381.Il publie des guides dans lesquels il identifie des points de vigilance, capitalise les pratiques innovantes et propose des conseils pour prévenir les discriminations à l’ensemble des acteurs concernés.

382.Le Défenseur des droits conduit des actions de formation destinées à accompagner les acteurs concernés dans le changement de leurs pratiques. Il formule des avis et des recommandations aux pouvoirs publics ainsi que des propositions de réformes des textes ou des dispositifs.

383.Le Défenseur des droits coordonne des travaux d’études et de recherches dans ses domaines de compétence, afin de mieux connaître les pratiques discriminatoires, leurs manifestations, leurs conséquences, et ce en vue d’élaborer de nouveaux moyens d’action.

3.La Commission nationale de l’informatique et des libertés (CNIL)

384.La Commission nationale de l’informatique et des libertés a été instituée par la loi no78-17 du 6 janvier 1978 pour veiller à la protection des données personnelles au regard de l’expansion de l’informatisation. En effet, en vertu de l’article 1er de la loi, l’informatique « ne doit porter atteinte ni à l ’ identité humaine, ni aux droits de l ’ Homme, ni à la vie privée, ni aux libertés individuelles ou publiques ». Cette loi s’applique aux traitements automatisés de données à caractère personnel et aux traitements non automatisés de données à caractère personnel appelés à figurer dans des fichiers, que cela soit dans le secteur public ou le secteur privé. Tout traitement de données est soumis aux règles fixées par la loi et dont l’application est contrôlée par la Commission. Autorité administrative indépendante, la CNIL est composée de 18 membres (6 magistrats, 4 parlementaires, 5 personnalités qualifiées, 2 membres du Conseil économique, social et environnemental, 1 membre de la commission d’accès aux documents administratifs) nommés tous les cinq ans : 12 sont choisis par leurs pairs et 6 sont désignés par le Gouvernement et le Parlement. Ils ne reçoivent d’instruction d’aucune autorité.

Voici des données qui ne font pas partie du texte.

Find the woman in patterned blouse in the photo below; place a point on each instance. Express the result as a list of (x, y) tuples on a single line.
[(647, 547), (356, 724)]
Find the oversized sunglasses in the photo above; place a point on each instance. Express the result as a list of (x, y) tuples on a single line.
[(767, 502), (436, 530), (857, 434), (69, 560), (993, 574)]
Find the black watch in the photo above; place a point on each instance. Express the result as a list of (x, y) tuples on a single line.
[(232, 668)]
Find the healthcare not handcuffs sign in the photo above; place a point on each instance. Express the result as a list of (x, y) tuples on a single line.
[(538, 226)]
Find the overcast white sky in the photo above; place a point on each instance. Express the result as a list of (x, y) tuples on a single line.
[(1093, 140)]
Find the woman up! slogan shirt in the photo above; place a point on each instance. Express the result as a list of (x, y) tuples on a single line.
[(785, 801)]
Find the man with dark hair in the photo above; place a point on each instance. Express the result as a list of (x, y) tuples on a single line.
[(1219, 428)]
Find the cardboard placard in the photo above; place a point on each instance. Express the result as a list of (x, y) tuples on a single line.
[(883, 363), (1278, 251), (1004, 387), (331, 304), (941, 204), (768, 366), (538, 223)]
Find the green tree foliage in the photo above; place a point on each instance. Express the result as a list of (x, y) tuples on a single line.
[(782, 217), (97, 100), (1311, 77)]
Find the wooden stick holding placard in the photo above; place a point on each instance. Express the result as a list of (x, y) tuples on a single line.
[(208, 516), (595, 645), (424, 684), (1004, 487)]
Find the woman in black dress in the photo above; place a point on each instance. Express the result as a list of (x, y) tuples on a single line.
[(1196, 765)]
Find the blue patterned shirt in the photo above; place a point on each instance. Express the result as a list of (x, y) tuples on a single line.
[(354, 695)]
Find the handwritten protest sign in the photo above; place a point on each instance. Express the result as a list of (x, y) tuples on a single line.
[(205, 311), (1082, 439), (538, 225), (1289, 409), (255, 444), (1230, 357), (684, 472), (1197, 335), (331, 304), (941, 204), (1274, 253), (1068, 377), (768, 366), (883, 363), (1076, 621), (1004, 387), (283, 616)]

385.La CNIL a été dotée de larges pouvoirs : avant de mettre en œuvre certains traitements automatisés d’informations nominatives, comme par exemple ceux qui intéressent la sûreté de l’État, la défense ou la sécurité publique ou qui ont pour objet la prévention, la recherche, la constatation ou la poursuite des infractions pénales le Gouvernement, l’Administration, l’État, les collectivités territoriales, les établissements publics et les personnes morales de droit privé gérant un service public doivent obtenir un avis de la CNIL, lequel fait l’objet d’une publication. L’irrespect de cette procédure entraîne des sanctions administratives ou pénales. S’agissant du secteur privé, ou des autres traitements automatisés mis en œuvre par les mentionnées ci-dessus, une déclaration préalable à tout traitement de données informatisé doit être faite auprès de la CNIL. Pour certains traitements automatisés, une autorisation de la CNIL doit être obtenue. A cette occasion, il est vérifié que le traitement automatisé satisfait aux prescriptions de la loi. Pour les catégories les plus courantes de traitement de données, du secteur public comme privé, la Commission adopte des normes simplifiées en vertu de son pouvoir réglementaire.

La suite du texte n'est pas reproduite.